Examplary
  • Start for free
    All guides

    Legal & compliance

    EU AI Act compliance

    • Application Owner: Examplary AI Team (hi@examplary.ai)
    • Document Version: 1.0.0
    • Last Updated: 2 November 2025

    General Information

    Purpose and Intended Use

    • Primary Purpose: Examplary is an AI-powered examination platform that enables educators, assessors and institutions to create, administer, and grade exams, assessments, essays and assignments efficiently.
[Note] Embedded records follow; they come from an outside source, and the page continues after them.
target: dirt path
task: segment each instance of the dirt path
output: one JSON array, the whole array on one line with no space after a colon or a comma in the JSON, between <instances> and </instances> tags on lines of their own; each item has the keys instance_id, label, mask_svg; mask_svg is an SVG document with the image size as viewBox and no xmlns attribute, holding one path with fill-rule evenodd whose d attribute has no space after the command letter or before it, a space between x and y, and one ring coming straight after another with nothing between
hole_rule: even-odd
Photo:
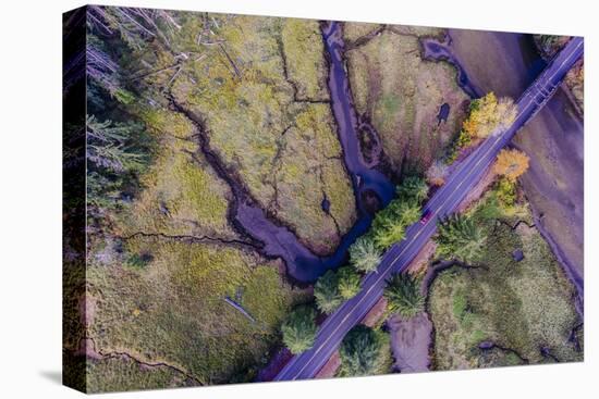
<instances>
[{"instance_id":1,"label":"dirt path","mask_svg":"<svg viewBox=\"0 0 599 399\"><path fill-rule=\"evenodd\" d=\"M528 35L450 29L452 54L479 91L518 98L543 66ZM535 223L583 296L584 126L558 90L514 139L530 157L522 177ZM582 307L580 307L582 308Z\"/></svg>"}]
</instances>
The system leverages several AI models, including Google Gemini 2.5 Flash and Pro models to generate exam questions, provide automated grading suggestions, and offer feedback to students.

    • Sector of Deployment: Education (Higher Education, Professional Training, K-12)

    • Problem Statement: Examplary addresses the time-consuming nature of exam creation and grading, helping educators focus more on teaching and student support rather than administrative tasks.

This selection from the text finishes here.